He is one of the most respected politicians ever to shape German policy. His integrity is beyond the shadow of doubt. He is truly one of Germany’s greatest statesmen. Here is why Wolfgang Schäuble should resign. By Korbinian Rueger and Benjamin Zeeb
It is hard to overstate the respect we at the PDU have for Wolfgang Schäuble. The respect we have for the man, his career, his political legacy. He is frequently called one of Germany’s last remaining true Europeans, and rightly so. It is partly because of this that Schäuble’s actions of the past days, weeks and months are so hard both to understand and to accept.
In Germany it is not uncommon to hear something like “I can’t tell you which party I favour but parties are only as good as the people who lead them, and in this respect one person stands out: Wolfgang Schäuble.“ People then go on to praise the integrity of a man unshakable in his convictions, determined to keep the country he serves safe. From the moment Schäuble took over as Minister of Finance in 2009 and as Germany’s chief negotiator in all matters Eurozone, his standing exploded. He succeeded in becoming Chancellor Merkel’s second in command and a fixture in the debate on European crisis.
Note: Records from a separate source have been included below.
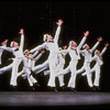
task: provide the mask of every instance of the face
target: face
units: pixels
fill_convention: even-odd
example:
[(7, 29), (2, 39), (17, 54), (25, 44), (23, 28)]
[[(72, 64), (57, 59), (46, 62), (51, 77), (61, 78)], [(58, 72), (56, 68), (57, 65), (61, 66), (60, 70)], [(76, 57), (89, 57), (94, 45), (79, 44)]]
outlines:
[(2, 43), (1, 43), (1, 45), (4, 45), (4, 44), (7, 44), (8, 43), (8, 40), (4, 40)]
[(97, 55), (99, 55), (100, 54), (100, 51), (97, 51), (97, 53), (96, 53)]
[(72, 41), (72, 47), (77, 47), (77, 43)]
[(47, 35), (47, 41), (52, 41), (53, 40), (53, 37), (52, 37), (52, 35)]
[(67, 45), (63, 46), (63, 48), (66, 50), (67, 48)]
[(88, 51), (90, 47), (89, 47), (89, 45), (87, 45), (85, 48)]
[(13, 42), (13, 45), (12, 45), (13, 47), (18, 47), (19, 46), (19, 44), (16, 43), (16, 42)]
[(25, 55), (29, 56), (29, 54), (30, 54), (30, 51), (28, 50), (28, 51), (25, 52)]

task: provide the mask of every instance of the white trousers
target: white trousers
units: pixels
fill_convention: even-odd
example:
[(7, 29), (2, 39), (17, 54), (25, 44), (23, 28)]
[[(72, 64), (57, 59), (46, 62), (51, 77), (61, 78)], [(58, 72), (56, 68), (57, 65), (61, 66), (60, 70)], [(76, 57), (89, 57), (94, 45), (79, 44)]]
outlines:
[(6, 66), (6, 67), (0, 68), (0, 75), (6, 73), (6, 72), (8, 72), (8, 70), (11, 70), (12, 66), (13, 66), (13, 63), (8, 65), (8, 66)]
[(28, 77), (28, 81), (30, 86), (33, 86), (33, 84), (37, 82), (37, 80), (31, 75), (31, 68), (23, 67), (23, 70), (18, 73), (18, 76), (25, 75)]
[(51, 74), (50, 74), (47, 86), (55, 87), (56, 86), (55, 77), (57, 73), (57, 54), (48, 58), (48, 66), (50, 66)]
[(38, 73), (45, 70), (46, 68), (48, 68), (48, 61), (44, 62), (44, 63), (41, 64), (41, 65), (34, 66), (34, 67), (32, 68), (32, 70), (33, 70), (35, 74), (38, 74)]
[(10, 79), (10, 85), (12, 86), (16, 86), (18, 70), (21, 62), (22, 58), (15, 58), (13, 61), (13, 67), (12, 67), (11, 79)]
[(67, 87), (72, 87), (72, 88), (76, 87), (76, 66), (77, 66), (77, 63), (78, 63), (78, 61), (72, 61), (67, 68), (61, 70), (56, 75), (56, 76), (65, 75), (65, 74), (70, 72), (70, 78), (69, 78)]
[[(91, 69), (90, 69), (90, 74), (92, 75), (92, 73), (95, 72), (95, 80), (94, 80), (94, 86), (99, 86), (100, 84), (100, 68), (101, 66), (96, 64)], [(82, 76), (85, 76), (86, 73), (82, 74)]]
[[(63, 70), (63, 68), (64, 68), (64, 64), (57, 65), (57, 73), (61, 72), (61, 70)], [(44, 72), (44, 75), (50, 75), (50, 74), (51, 74), (50, 70), (45, 70)], [(62, 87), (62, 86), (65, 85), (64, 84), (64, 75), (58, 76), (58, 81), (59, 81), (59, 87)]]
[(84, 70), (86, 70), (86, 74), (87, 74), (87, 81), (88, 81), (88, 85), (89, 85), (90, 87), (92, 87), (94, 85), (92, 85), (92, 79), (91, 79), (91, 74), (90, 74), (90, 63), (89, 63), (89, 62), (85, 62), (85, 63), (84, 63), (84, 66), (82, 66), (80, 69), (78, 69), (78, 70), (76, 72), (76, 74), (80, 74), (80, 73), (82, 73)]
People praise the integrity of a man unshakable in his convictions, determined to keep the country he serves safe.
During his years in office, Germany reached a position of power unprecedented in the post-war era. Many in German politics and business credited Schäuble, the architect of Merkel’s Eurozone strategy, with this development: the voice of reason, the guarantor of German prosperity in times of crisis. In a sense they were right. Schäuble’s insistence on principle, his unflinching calm in the face of possible catastrophe, and his sense of responsibility did indeed help cement Germany’s path towards becoming the economic powerhouse it is today. And yet, despite all well meaning efforts, despite the intellectual, perhaps even moral superiority that radiates from the man who has made it his mission to protect his country’s interests, his legacy will likely be overshadowed by his handling of the most recent Eurozone crisis.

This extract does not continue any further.